TechTarget's survey shows that security is at the top of the list in terms of investments by healthcare IT professionals for a second consecutive year. Scott Wallask, SearchHealthIT's editorial director, says that the number of high profile breaches in 2015 might increase the industry's security spending even more. Of note, Hollywood Presbyterian Medical Center in California paid $17,000 in bitcoin in response to a ransomware attack.

The Hollywood Presbyterian breach and others like it have forced healthcare IT workers to dig deeper in their search for technology to protect healthcare data. "We're looking at products that are more innovative in terms of how they're trying to figure out what anomalies are going on in their network," said David Higginson of Phoenix Children's Hospital.

TechTarget's survey of 181 professionals from hospitals, providers, and insurance carriers found that other technologies making their way into healthcare are not being forgotten. An infographic from the survey shows that 83 percent of these professionals plan to increase their security investment over the next year, investing specifically in business intelligence and analytics, HIPAA compliance, EHR software and mobile health.
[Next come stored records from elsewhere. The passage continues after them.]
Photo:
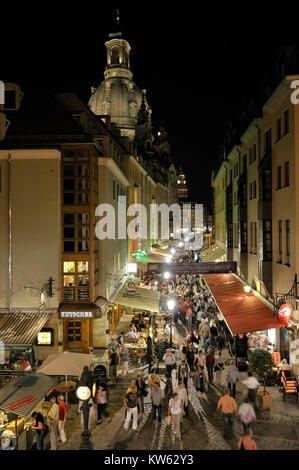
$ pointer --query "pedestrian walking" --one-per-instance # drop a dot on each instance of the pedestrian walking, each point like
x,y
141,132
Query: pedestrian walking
x,y
183,396
219,369
246,442
112,362
184,373
142,391
252,386
175,409
157,396
152,378
232,378
247,414
39,426
169,360
101,399
131,401
200,381
62,419
53,415
124,357
210,363
203,331
228,407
HIPAA compliance is seeing a boost in investment as a result of compliance audits beginning this year at the order of the Department of Health and Human Services' Office for Civil Rights (OCR). These audits take a close look into compliance with HIPAA privacy, security and breach notification rules with the intention of enforcing federal healthcare privacy law.

Rob Rhodes, advisory board member of the Association for Executives in Healthcare Information Security, called 2015 the year of the breach in the wake of a high volume of attacks on healthcare data. He coined 2016 as the year of the ransomware attack, hardly a better moniker.

OCR officials announced the launch of HIPAA compliance audits in March at the HIPAA Summit in Washington, D.C. Once OCR receives a response from a healthcare organization, it then sends surveys to learn about each organization. After analysis of the survey, OCR selects a representative sample of about 200 audit subjects.

"This is the long awaited start of the tortoise moving across the start line," said David Holtzman, VP of compliance at CynergisTek, Inc. in Austin Texas. Finally, the OCR's audits are allowing the federal government to take the issue of data breach in the healthcare industry seriously.

Just two years ago, the general public did not seem to know or care about the data breach issue in healthcare, but the game has changed. Rhodes says that patient trust is going to be an advantage in the future, that good performance in an audit could be used as a marketing tool.

HIPAA audits have arrived, and with them a steady increase in the investment of HIPAA compliance. Healthcare organizations are taking the threat of data breach more seriously, and that is good news for the American public.